Ronald Chernin, 70, of Oak Park, California, previously
pleaded guilty before U.S. District Judge Michael A. Shipp to an information
charging him with one count of conspiracy to commit securities fraud and one
count of securities fraud. Judge Shipp imposed the sentence today in Trenton
federal court
According to documents filed in this case and statements
made in court:
Chernin and co-defendant Steven Costantin, 58, of
Farmingdale, New Jersey, worked as day traders for Costantin’s brother-in-law,
Steven Fishoff, 62, of Westlake Village, California. Between May 2010 and
August 2013, Chernin, Costantin, and Fishoff, as well as a business associate
referred to as “Trader A,” expressed interest in participating in numerous
stock offerings by publicly traded companies.

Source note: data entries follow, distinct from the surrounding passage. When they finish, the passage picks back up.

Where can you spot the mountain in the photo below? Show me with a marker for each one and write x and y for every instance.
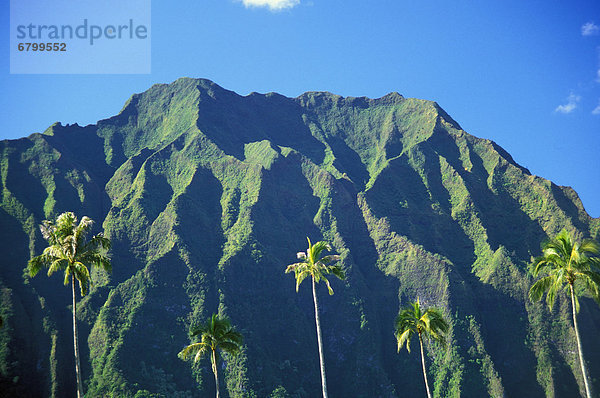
(207, 196)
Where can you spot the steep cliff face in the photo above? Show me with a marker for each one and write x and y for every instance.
(208, 195)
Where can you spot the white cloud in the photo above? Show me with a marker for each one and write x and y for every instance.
(570, 106)
(590, 29)
(273, 5)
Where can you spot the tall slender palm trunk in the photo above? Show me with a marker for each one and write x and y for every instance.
(581, 361)
(76, 343)
(216, 372)
(320, 341)
(423, 363)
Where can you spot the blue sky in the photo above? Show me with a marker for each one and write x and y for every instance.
(525, 74)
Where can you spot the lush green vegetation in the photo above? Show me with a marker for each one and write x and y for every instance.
(314, 264)
(569, 266)
(216, 336)
(69, 251)
(427, 324)
(205, 195)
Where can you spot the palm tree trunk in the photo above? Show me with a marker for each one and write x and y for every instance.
(75, 343)
(423, 363)
(581, 361)
(320, 341)
(216, 372)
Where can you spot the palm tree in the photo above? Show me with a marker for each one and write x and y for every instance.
(568, 265)
(216, 335)
(426, 324)
(69, 251)
(317, 267)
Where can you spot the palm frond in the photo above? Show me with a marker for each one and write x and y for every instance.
(404, 339)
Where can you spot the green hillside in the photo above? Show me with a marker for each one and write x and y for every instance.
(207, 196)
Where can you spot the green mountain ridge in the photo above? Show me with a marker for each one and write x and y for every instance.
(207, 196)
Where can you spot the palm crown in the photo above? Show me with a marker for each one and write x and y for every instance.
(567, 264)
(429, 324)
(69, 251)
(314, 265)
(216, 335)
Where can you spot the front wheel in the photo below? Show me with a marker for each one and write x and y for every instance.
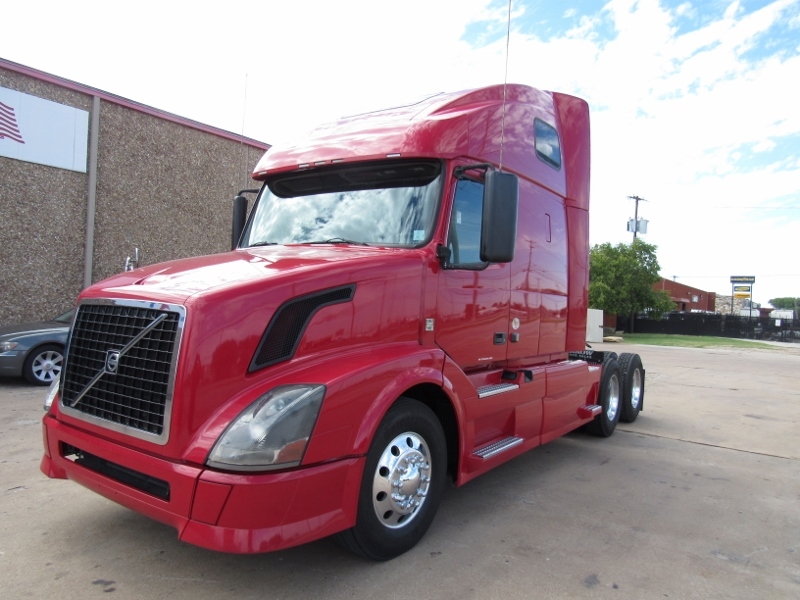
(43, 365)
(632, 386)
(403, 482)
(609, 397)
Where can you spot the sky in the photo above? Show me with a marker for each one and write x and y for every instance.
(695, 106)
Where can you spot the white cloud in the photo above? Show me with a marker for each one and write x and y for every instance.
(692, 120)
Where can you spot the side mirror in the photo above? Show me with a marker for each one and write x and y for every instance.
(239, 216)
(499, 227)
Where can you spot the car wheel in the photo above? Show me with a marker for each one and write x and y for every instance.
(403, 483)
(632, 386)
(609, 397)
(43, 365)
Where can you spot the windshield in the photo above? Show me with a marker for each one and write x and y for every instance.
(384, 204)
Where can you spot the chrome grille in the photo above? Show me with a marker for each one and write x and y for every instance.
(134, 394)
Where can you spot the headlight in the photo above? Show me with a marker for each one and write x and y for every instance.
(51, 395)
(272, 432)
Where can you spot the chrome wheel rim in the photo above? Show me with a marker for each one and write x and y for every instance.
(401, 481)
(47, 366)
(636, 389)
(613, 398)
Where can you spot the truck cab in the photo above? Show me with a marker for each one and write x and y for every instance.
(404, 308)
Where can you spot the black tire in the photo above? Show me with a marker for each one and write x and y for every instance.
(410, 439)
(609, 397)
(43, 364)
(632, 386)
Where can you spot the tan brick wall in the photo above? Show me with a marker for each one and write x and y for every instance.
(162, 186)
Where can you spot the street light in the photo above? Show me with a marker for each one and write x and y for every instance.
(637, 225)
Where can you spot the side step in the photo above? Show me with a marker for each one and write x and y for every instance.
(495, 448)
(589, 411)
(497, 388)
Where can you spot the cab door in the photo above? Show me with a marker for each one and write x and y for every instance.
(473, 296)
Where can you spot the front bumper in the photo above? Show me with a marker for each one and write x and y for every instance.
(228, 512)
(11, 363)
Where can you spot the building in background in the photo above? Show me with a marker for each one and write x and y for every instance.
(687, 298)
(87, 176)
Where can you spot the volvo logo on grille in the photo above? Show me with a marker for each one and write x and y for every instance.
(112, 361)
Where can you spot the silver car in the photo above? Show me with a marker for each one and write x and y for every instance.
(35, 351)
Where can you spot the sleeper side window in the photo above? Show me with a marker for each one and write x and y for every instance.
(464, 237)
(548, 146)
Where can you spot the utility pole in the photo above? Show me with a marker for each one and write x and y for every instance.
(634, 225)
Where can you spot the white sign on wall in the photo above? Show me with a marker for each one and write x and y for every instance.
(43, 132)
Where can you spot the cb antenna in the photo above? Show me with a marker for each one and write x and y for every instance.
(505, 84)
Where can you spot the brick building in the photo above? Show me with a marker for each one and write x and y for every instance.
(687, 298)
(87, 176)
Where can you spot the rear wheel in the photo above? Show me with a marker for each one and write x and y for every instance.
(632, 386)
(43, 365)
(403, 482)
(609, 398)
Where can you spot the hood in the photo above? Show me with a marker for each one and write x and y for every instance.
(181, 280)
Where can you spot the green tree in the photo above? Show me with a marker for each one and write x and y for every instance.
(621, 279)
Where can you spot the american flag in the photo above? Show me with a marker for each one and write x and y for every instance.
(8, 124)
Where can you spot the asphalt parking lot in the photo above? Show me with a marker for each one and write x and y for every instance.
(699, 498)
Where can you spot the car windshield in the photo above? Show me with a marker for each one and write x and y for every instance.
(384, 204)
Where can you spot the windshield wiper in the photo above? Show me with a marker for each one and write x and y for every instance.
(340, 241)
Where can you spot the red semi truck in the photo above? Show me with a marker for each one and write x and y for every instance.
(404, 307)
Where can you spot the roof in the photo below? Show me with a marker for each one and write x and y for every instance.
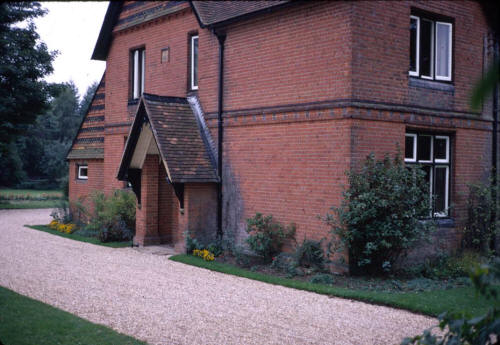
(177, 136)
(208, 13)
(211, 13)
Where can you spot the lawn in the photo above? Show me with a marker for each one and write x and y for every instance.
(24, 321)
(29, 198)
(430, 303)
(77, 237)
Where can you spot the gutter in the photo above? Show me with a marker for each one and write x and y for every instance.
(221, 37)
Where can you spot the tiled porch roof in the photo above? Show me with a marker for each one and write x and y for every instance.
(178, 138)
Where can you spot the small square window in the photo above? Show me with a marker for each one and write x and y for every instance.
(165, 55)
(83, 172)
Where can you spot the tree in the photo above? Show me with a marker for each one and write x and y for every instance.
(24, 61)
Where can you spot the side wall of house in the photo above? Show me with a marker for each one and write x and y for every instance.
(88, 149)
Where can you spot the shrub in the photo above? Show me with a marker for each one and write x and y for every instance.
(62, 213)
(310, 254)
(457, 329)
(322, 278)
(204, 254)
(113, 215)
(380, 215)
(267, 236)
(481, 226)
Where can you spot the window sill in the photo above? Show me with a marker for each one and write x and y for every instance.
(133, 101)
(431, 84)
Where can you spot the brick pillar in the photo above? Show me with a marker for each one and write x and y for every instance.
(146, 223)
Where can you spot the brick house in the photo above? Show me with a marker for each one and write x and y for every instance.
(214, 111)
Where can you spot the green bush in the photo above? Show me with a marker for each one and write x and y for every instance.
(456, 328)
(267, 236)
(113, 215)
(481, 225)
(322, 278)
(310, 254)
(381, 214)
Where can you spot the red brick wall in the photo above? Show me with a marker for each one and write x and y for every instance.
(291, 167)
(146, 215)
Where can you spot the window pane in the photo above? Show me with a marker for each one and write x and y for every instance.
(440, 190)
(413, 44)
(426, 47)
(409, 148)
(424, 143)
(440, 149)
(143, 62)
(135, 85)
(443, 52)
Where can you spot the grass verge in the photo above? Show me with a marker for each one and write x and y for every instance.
(26, 204)
(80, 238)
(430, 303)
(8, 192)
(25, 321)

Chernin, Costantin, and other members of the day trading
operation falsely characterized their trading entities as legitimate,
full-service financial management firms with as much as $150 million in assets
under management, in order to increase the likelihood that the investment
bankers would solicit them to participate in the stock offerings.

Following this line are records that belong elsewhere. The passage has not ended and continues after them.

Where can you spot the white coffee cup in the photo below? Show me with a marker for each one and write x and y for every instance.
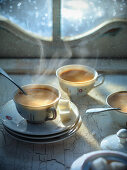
(78, 88)
(37, 113)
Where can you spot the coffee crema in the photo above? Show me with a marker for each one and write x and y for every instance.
(119, 100)
(76, 75)
(36, 97)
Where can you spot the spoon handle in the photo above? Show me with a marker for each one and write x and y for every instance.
(98, 110)
(8, 77)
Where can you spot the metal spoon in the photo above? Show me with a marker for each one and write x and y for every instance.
(9, 78)
(98, 110)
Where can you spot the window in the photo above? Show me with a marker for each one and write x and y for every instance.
(61, 18)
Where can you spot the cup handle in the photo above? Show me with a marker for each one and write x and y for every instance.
(54, 114)
(99, 80)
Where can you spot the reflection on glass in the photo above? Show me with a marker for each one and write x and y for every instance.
(32, 15)
(77, 16)
(82, 15)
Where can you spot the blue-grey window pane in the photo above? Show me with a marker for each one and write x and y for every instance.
(80, 16)
(32, 15)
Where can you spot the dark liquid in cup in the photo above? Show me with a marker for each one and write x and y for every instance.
(36, 97)
(77, 75)
(119, 100)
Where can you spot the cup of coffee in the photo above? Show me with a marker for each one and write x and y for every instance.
(40, 103)
(78, 80)
(118, 100)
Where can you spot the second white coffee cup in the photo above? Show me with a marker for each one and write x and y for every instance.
(78, 80)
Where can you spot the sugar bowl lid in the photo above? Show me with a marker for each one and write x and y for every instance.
(117, 142)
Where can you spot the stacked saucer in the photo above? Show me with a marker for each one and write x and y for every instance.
(48, 132)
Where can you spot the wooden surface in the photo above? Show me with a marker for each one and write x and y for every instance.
(16, 155)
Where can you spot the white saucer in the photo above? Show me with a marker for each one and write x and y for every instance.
(48, 140)
(13, 121)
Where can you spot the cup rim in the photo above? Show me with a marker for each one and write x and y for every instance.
(44, 85)
(112, 95)
(79, 65)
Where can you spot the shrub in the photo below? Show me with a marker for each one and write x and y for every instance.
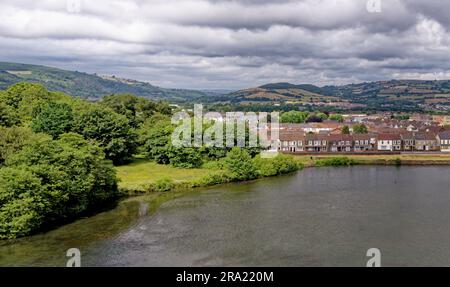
(335, 161)
(53, 119)
(163, 184)
(110, 130)
(239, 165)
(282, 164)
(49, 181)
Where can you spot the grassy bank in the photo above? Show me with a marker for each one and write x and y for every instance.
(143, 176)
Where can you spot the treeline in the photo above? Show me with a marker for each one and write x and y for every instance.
(57, 154)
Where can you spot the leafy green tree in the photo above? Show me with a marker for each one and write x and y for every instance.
(294, 117)
(110, 130)
(239, 165)
(316, 117)
(345, 130)
(154, 138)
(360, 129)
(8, 116)
(337, 118)
(136, 109)
(25, 98)
(53, 119)
(14, 139)
(281, 164)
(185, 157)
(48, 182)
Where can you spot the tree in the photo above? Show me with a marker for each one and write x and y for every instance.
(136, 109)
(13, 139)
(25, 98)
(337, 118)
(294, 117)
(185, 157)
(345, 130)
(48, 182)
(110, 130)
(240, 165)
(316, 117)
(8, 116)
(53, 119)
(360, 129)
(154, 138)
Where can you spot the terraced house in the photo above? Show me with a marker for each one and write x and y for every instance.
(389, 142)
(426, 142)
(297, 142)
(444, 141)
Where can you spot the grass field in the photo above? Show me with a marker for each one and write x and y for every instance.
(141, 172)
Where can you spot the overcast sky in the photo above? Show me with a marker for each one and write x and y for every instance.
(232, 44)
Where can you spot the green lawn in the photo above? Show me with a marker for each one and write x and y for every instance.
(142, 172)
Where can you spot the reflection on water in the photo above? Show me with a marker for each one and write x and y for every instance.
(317, 217)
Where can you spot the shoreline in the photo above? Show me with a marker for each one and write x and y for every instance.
(155, 199)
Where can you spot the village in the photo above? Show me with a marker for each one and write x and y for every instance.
(384, 134)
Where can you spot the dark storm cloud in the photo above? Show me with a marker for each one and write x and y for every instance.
(231, 44)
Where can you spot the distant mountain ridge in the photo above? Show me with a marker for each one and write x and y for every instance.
(89, 86)
(395, 95)
(382, 95)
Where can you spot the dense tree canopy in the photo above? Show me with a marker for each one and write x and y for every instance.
(294, 117)
(51, 181)
(136, 109)
(110, 130)
(53, 119)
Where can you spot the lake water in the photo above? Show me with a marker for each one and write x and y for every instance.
(317, 217)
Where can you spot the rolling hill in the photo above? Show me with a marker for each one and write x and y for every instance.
(393, 95)
(88, 86)
(383, 95)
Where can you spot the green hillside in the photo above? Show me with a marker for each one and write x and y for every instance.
(394, 95)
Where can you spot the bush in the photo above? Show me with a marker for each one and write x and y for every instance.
(163, 184)
(8, 116)
(110, 130)
(53, 119)
(185, 157)
(335, 161)
(239, 165)
(14, 139)
(282, 164)
(213, 179)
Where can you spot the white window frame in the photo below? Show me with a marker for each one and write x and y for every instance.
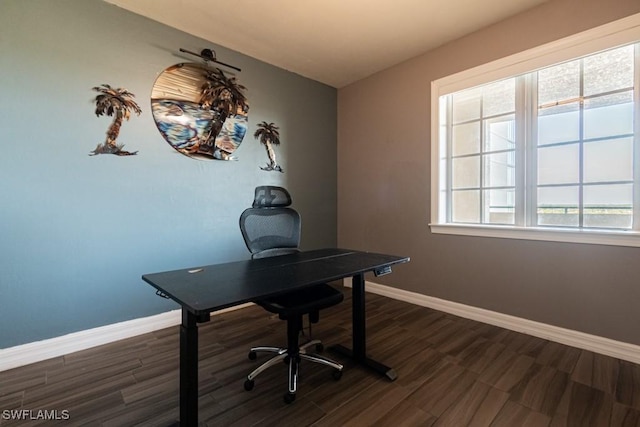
(617, 33)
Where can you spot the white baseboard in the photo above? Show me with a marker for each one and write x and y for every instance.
(597, 344)
(26, 354)
(21, 355)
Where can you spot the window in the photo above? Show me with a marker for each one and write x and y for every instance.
(543, 145)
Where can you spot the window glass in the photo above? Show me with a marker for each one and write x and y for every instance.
(559, 124)
(466, 139)
(499, 206)
(466, 172)
(559, 164)
(466, 206)
(559, 84)
(558, 206)
(608, 206)
(608, 71)
(609, 115)
(553, 148)
(608, 160)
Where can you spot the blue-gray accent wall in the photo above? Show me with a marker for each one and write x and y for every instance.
(77, 232)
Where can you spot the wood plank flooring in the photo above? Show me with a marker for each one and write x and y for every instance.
(451, 372)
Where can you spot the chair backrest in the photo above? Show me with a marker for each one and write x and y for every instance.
(270, 227)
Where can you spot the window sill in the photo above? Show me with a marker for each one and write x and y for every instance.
(592, 237)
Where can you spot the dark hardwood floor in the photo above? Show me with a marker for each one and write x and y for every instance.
(451, 372)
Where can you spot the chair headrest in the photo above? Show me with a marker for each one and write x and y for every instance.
(269, 196)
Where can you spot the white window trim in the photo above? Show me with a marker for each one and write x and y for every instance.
(617, 33)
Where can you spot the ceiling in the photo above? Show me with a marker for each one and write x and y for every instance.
(336, 42)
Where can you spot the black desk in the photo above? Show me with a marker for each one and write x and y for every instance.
(202, 290)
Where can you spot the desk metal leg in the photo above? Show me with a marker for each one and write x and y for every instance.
(188, 369)
(359, 353)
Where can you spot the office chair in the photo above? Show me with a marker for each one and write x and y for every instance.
(271, 228)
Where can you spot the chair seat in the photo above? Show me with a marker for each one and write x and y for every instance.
(298, 303)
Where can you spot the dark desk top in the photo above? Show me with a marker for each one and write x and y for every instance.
(208, 288)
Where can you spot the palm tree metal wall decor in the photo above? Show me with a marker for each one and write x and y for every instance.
(118, 103)
(268, 135)
(225, 97)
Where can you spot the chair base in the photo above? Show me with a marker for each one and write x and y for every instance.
(281, 355)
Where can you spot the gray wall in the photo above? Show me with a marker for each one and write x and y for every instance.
(383, 123)
(77, 232)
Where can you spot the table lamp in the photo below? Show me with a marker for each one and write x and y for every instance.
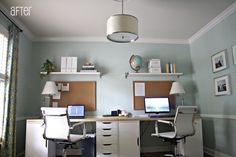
(50, 89)
(177, 89)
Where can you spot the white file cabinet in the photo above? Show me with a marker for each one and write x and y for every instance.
(118, 138)
(107, 138)
(129, 139)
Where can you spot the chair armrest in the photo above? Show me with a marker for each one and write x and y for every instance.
(166, 122)
(156, 126)
(84, 127)
(76, 124)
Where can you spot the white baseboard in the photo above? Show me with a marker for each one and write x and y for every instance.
(21, 154)
(214, 153)
(155, 149)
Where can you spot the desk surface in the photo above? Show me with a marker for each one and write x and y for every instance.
(100, 118)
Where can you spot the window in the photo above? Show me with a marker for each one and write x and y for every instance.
(3, 63)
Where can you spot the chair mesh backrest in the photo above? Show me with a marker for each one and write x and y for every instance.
(184, 120)
(56, 123)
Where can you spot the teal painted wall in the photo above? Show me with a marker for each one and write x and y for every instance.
(111, 59)
(24, 97)
(113, 90)
(219, 134)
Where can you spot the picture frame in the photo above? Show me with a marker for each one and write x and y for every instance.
(219, 61)
(234, 53)
(222, 86)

Before providing confidential information concerning the
companies or the terms of the proposed sales, the investment bankers first
required that Chernin, Costantin, Fishoff, Trader A, and their associated
trading entities, enter into confidentiality, or “wall-crossing,” agreements,
whereby they agreed not to disclose or trade on the inside information and were
brought “over the wall” for the narrow purpose of determining whether to
purchase the offered securities.
Instead, Chernin, Costantin, and Fishoff violated the
confidentiality agreements by directly or indirectly tipping each other and
others with the inside information concerning the stock offerings; short
selling the issuers’ stock in anticipation of a drop in price when the stock
offerings were disclosed to the public; and covering their short positions once
the stock offerings were disclosed. Additionally, Fishoff tipped his friend,
Paul Petrello, 57, of Boca Raton, Florida, and another conspirator, Joseph
Spera.
By trading on the nonpublic information, Chernin, Costantin,
and their conspirators gained more than $3.9 million in illicit profits over
the course of the three-year scheme. Chernin and Costantin shared 50 percent of
their profits with Fishoff.
In addition to the prison term, Judge Shipp sentenced
Chernin to three years of supervised release and fined him $2,000.

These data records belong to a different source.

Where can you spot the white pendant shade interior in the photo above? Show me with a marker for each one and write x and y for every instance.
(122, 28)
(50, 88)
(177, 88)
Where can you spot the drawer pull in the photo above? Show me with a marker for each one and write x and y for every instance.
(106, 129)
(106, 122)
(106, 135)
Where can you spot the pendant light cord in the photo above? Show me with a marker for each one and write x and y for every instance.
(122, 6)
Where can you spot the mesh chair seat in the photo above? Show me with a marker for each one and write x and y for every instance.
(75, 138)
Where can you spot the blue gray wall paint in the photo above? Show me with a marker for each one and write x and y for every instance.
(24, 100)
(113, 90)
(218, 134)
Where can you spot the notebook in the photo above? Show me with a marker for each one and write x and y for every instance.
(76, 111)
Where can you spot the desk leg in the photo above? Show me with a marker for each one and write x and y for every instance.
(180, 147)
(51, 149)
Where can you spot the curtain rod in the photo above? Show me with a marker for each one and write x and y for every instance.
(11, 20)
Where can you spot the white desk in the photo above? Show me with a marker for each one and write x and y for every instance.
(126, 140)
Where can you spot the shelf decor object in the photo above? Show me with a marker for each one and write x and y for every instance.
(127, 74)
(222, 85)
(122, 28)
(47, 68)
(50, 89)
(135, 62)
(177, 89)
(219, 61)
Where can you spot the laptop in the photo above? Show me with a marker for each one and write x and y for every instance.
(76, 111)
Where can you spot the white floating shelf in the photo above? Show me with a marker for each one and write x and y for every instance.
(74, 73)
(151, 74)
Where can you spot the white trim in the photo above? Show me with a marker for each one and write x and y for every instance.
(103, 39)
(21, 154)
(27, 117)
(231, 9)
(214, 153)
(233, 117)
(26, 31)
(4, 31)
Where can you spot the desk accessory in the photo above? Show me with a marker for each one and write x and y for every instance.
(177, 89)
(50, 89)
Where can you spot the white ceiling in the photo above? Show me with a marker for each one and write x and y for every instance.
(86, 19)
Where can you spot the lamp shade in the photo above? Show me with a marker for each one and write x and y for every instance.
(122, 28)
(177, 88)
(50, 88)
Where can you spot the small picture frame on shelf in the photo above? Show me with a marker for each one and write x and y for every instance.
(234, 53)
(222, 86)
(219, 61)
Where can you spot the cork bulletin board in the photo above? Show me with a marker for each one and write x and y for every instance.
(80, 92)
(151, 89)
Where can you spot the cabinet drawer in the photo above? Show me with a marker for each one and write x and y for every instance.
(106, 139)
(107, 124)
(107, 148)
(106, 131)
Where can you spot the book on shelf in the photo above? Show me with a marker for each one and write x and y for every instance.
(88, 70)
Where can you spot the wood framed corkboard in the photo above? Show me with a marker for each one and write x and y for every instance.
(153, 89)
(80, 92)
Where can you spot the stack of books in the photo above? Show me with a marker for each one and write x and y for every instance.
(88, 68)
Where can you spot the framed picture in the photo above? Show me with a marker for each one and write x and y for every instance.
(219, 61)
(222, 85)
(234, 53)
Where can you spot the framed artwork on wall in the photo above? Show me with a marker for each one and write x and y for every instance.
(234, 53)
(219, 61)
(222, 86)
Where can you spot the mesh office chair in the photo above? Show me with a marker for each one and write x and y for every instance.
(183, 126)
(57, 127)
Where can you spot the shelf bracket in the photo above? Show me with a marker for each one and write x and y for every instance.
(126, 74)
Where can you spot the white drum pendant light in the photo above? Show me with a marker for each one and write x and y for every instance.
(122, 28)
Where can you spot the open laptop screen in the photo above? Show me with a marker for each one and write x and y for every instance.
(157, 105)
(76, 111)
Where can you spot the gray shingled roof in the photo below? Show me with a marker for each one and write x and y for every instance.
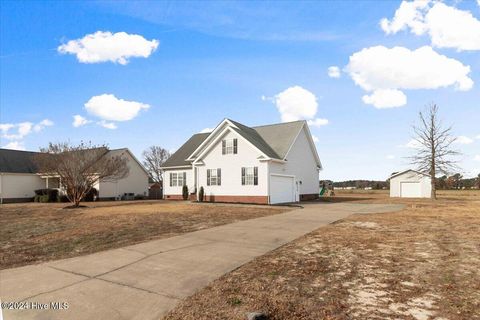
(178, 158)
(280, 136)
(14, 161)
(273, 140)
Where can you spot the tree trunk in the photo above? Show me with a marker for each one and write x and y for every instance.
(433, 193)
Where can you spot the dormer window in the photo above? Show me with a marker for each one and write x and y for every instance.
(229, 146)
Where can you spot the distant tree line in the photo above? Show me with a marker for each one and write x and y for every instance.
(455, 181)
(362, 184)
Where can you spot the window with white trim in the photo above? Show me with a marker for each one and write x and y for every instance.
(229, 146)
(178, 179)
(250, 176)
(214, 177)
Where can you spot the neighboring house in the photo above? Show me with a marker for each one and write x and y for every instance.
(268, 164)
(19, 177)
(410, 184)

Costantin previously pleaded guilty to his role in the
scheme and was sentenced to one year in prison. Petrello previously pleaded
guilty to his role in the scheme and was sentenced to three years of probation.
Fishoff pleaded guilty to his role in the scheme and was sentenced to 30 months
in prison. Spera pleaded guilty to his role in the scheme and was sentenced to
one year of probation.
U.S. Attorney Carpenito credited special agents of the FBI,
under the direction of Special Agent in Charge Gregory W. Ehrie in Newark, with
the investigation leading to today’s sentencing. He also thanked the U.S.
Securities and Exchange Commission’s New York Regional Office, under the
direction of Marc Berger.
The government is represented by Nicholas P. Grippo,
Attorney in Charge of the U.S. Attorney’s Trenton Office; Sarah Devlin, Chief
of the Office’s Asset Recovery and Money Laundering Unit (ARMLU), and Senior
Trial Counsel Barbara Ward of the ARMLU.